CNN has been in the news lately for all the wrong reasons. “Worst ratings in 20 years” kind of reasons. But digitally, it continues to thrive, regularly approaching 60 million unique users. And to hear digital svp, gm KC Estenson tell it, CNN’s digital success may actually be the source of its TV woes.
Adweek: Even though your focus is digital, what can you say about CNN’s TV ratings?
Our audience is watching CNN in ways that are not detectable in the Nielsen ratings. We’ve long predicted a future with convergence between TV and the Web, and we’ve been setting ourselves up [for that dynamic]. We feel like we have all the right pieces to succeed in this converged world. It’s coming at the industry faster than anybody predicted.
What evidence do you have that your viewers are changing their habits so quickly?
If you look at the TV Everywhere numbers, we average 20 million minutes a month across the platforms. And CNN Digital generates 110 million video streams per month. And only about 10 [percent] to 15 percent of our Web video is original. It’s primarily TV content.
How has authenticated viewing affected CNN.com?
It’s hard to get a uniques number for TV Everywhere. We bundle all of that together as general mobile. Once somebody gets the live network, we see 30 minutes dwell time.
So, you’re saying that CNN viewers do watch CNN, just not on TV as much?
They’re tied to each other. No doubt. They are concentric circles. But our audience is 15 to 20 years younger [than our TV viewers]. If CNN.com does a billion page views a month, around 250 million are on tablets and phones. If you watch what happens among mobile users, you see more engagement. That’s changing the whole dynamic. As you map that against penetration rates, engagement will only increase over time.
Is that very different than the dynamic at Fox News, which dominates the TV news ratings?
When I see the ratings stories and I see CNN getting bashed on TV, there is a huge story being missed. Our viewers consume media in a very modern media way. The traditional model works very well for Fox. That’s not our audience. Our viewers are educated, affluent, sophisticated. They’re global traveling citizens. The story about this brand is that its consumption habits are leading-edge.
OK, but the big money is still in TV, where Fox rules.
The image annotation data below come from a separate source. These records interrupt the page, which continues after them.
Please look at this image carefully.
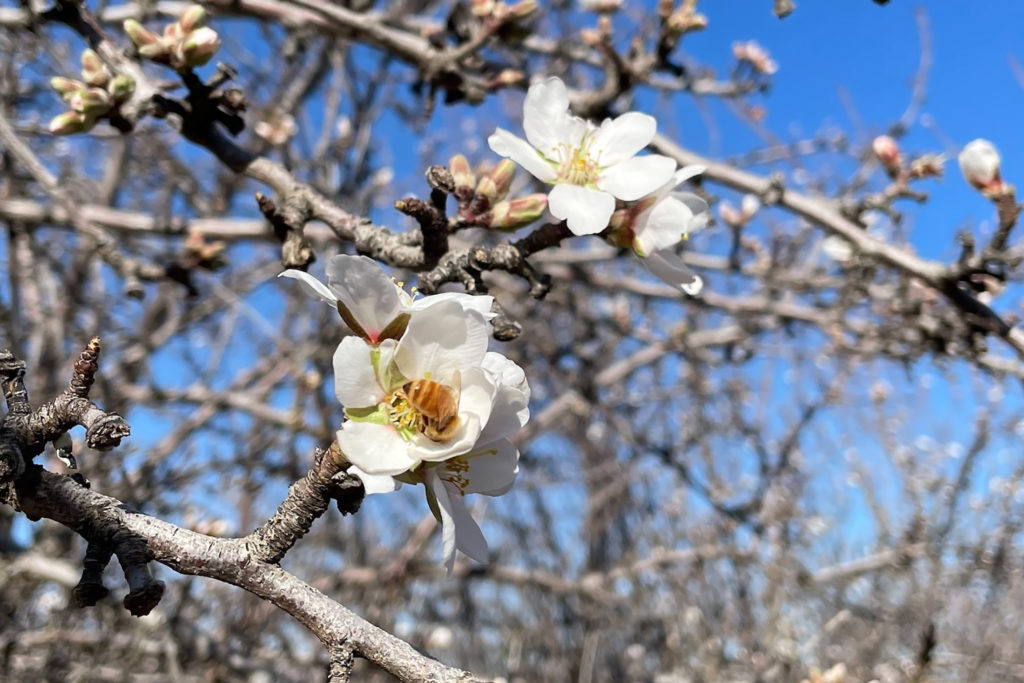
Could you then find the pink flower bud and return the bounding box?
[48,112,95,135]
[959,138,1006,197]
[178,27,220,68]
[490,194,548,230]
[476,159,515,202]
[739,195,761,223]
[449,155,476,187]
[871,135,903,174]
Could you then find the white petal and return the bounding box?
[633,197,693,256]
[278,268,338,306]
[597,155,676,202]
[548,183,615,234]
[327,254,403,342]
[409,292,498,321]
[522,78,579,152]
[347,465,401,496]
[335,420,419,476]
[458,439,519,496]
[590,112,657,166]
[395,301,490,382]
[643,250,703,296]
[427,470,487,571]
[480,352,529,442]
[334,337,385,408]
[487,128,558,182]
[672,164,708,187]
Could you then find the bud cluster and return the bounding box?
[732,40,778,76]
[49,49,135,135]
[124,5,220,72]
[449,155,548,231]
[471,0,540,23]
Yes, the money has always been there. But if you look at Mary Meeker’s report, it’s just a matter of time. It’s moving faster in mobile. Twice as fast. I think for us, we have an integrated sales team that sells across all the platforms. There’s stronger monetization than what’s being speculated. The ad story is going to catch up. Sometimes when you’re on the leading edge, it takes a little while.
What about the suddenly crowded digital news category?
There are a lot of desperate moves happening. This thing is going to break into quality and scale versus the rest. Once AOL and HuffPo came together, that created a very big news player. Of course, Yahoo is the biggest, but we don’t really compete with them. ABC News was ranked No. 7 or worse in the category, so they had no other choice [to partner with Yahoo.] And MSNBC.com is a very complicated mess. They don’t play in the premium, integrated sponsorship space we play in.